Возвратившись в дом, они застали в столовой празднично сервированный стол. «Баба Мотя постаралась на славу», – понял Михаил и, быстро переодевшись в чистое, выглаженное белье, новые бриджи, по-домашнему надев стеганую куртку, вышел к столу, где его все уже ждали. Но, несмотря на то что все здесь напоминало старое, доброе довоенное время, разговор за столом отражал настоящее. Со многими друзьями и знакомыми что-то да приключилось: кто погиб, кто арестован, кто пропал без вести. Казалось, не было ни одной семьи из их окружения, которой бы не коснулась костлявая рука войны и революции. И хотя в их семье пока что было все более или менее в порядке (гибель зятя не затронула их серьезно, поскольку эта «скоропостижная» свадьба закончилась его скоропостижной гибелью), в воздухе витало непонятное им чувство тревоги и ожидания очередного несчастья. Ведь при нынешнем положении дел в ближайшее время ничего хорошего случиться и не могло – все это знали твердо, – а плохое могло случиться в любой момент. И опять сердце Михаила пронзила острая боль любви к своим близким и таким родным людям. Долгая разлука только усилила привязанность, а опасность, нависшая над их семьей, о которой он только что узнал от отца, заставила Михаила почувствовать всю меру своей ответственности, как наиболее сильного и подготовленного, за их покой.

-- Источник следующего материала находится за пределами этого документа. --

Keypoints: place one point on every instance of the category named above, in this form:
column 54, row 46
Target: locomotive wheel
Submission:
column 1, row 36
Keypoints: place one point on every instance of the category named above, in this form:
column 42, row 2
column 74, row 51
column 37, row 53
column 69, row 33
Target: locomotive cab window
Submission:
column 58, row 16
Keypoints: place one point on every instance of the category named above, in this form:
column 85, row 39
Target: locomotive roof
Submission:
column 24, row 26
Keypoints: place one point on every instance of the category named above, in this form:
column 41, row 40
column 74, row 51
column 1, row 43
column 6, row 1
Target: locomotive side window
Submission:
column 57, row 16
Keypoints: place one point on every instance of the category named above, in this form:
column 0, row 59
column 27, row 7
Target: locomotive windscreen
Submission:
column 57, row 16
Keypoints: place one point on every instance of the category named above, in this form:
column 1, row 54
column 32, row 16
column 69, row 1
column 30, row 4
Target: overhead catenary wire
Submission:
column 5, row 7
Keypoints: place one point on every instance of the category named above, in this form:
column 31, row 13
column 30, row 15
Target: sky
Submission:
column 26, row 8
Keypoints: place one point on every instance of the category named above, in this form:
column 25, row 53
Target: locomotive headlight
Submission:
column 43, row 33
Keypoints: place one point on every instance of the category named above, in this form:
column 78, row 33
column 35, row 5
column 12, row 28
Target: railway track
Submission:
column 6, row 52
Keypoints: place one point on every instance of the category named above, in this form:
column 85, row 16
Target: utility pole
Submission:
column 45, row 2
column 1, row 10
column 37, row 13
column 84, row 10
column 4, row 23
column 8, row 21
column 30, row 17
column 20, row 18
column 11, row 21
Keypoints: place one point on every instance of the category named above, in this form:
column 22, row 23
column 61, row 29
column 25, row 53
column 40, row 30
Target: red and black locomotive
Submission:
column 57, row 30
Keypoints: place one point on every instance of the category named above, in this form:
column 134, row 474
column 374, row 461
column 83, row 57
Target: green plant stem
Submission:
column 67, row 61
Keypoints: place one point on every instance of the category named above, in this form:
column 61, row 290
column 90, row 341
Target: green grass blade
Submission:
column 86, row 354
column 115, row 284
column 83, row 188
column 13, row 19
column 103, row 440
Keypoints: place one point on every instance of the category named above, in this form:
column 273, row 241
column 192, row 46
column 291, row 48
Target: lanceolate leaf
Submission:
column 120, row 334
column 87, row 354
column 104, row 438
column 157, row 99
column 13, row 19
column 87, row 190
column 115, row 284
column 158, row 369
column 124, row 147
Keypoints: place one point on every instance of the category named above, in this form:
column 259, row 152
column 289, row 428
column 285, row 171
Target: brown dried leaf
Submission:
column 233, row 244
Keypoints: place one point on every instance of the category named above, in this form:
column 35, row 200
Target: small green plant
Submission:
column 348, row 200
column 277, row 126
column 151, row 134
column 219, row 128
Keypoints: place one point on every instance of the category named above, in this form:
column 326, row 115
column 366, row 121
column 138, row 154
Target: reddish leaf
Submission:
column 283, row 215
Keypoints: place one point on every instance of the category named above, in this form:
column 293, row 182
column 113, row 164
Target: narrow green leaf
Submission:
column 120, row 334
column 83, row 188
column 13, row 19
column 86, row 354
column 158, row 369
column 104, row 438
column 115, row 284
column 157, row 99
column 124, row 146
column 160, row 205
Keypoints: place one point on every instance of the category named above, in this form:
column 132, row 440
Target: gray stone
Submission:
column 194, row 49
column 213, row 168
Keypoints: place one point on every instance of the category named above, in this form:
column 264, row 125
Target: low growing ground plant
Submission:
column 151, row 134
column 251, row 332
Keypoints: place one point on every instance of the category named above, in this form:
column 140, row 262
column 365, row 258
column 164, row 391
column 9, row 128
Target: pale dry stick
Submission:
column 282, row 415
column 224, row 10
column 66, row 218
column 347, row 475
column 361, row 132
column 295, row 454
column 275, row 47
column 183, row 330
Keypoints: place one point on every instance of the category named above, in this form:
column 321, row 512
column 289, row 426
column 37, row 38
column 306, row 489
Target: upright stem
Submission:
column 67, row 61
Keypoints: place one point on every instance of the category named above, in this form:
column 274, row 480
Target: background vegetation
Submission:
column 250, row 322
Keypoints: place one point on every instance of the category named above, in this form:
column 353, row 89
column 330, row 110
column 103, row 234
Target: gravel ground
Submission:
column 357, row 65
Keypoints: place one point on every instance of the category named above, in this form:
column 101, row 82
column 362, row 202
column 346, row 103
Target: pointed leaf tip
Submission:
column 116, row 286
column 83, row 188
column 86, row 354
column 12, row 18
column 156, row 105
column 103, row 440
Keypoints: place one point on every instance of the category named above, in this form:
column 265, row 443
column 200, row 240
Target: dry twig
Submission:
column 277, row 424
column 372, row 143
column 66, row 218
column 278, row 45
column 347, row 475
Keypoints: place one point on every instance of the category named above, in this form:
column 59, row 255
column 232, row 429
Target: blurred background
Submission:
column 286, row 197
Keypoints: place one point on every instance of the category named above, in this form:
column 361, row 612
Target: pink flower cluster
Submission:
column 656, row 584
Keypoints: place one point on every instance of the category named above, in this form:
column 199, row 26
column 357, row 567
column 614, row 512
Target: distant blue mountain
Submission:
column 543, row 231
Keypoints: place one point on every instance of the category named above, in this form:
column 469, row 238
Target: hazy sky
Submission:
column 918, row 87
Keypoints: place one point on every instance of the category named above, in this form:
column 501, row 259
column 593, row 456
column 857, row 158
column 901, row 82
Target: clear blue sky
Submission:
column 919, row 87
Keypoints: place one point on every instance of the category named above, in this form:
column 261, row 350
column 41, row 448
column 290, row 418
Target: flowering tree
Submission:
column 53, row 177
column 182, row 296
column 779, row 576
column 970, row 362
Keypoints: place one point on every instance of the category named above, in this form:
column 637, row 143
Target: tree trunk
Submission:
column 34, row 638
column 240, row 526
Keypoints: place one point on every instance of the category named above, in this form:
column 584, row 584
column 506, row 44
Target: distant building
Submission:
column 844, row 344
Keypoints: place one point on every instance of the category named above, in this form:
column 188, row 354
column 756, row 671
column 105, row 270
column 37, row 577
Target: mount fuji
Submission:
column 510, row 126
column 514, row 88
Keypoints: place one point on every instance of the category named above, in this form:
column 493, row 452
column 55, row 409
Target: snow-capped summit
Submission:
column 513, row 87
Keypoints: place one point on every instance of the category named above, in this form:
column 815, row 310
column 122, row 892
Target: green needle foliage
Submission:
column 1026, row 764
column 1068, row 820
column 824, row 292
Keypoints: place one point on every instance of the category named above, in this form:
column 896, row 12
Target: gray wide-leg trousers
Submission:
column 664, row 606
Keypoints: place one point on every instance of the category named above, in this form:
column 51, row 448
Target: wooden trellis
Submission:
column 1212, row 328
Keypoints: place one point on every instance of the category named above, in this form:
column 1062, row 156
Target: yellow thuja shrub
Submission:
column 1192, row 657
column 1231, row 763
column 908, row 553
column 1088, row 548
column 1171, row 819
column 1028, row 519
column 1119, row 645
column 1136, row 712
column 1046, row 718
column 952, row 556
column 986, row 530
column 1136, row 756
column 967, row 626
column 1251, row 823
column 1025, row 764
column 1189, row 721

После ужина, поцеловав сестру и нежные руки матери, Михаил отправился в свою комнату.


Уже приближался рассвет, когда Михаил сжег последнюю страницу из зеленой папки, переданной отцом. Накрепко запомнив явки, пароли, характеристики, внешние черты и особые приметы агентов, способности и возможный уровень использования каждого из них, – только после этого он разделся и, казалось, провалился в белую крахмальность постели, в которой ему так редко приходилось спать в последние годы.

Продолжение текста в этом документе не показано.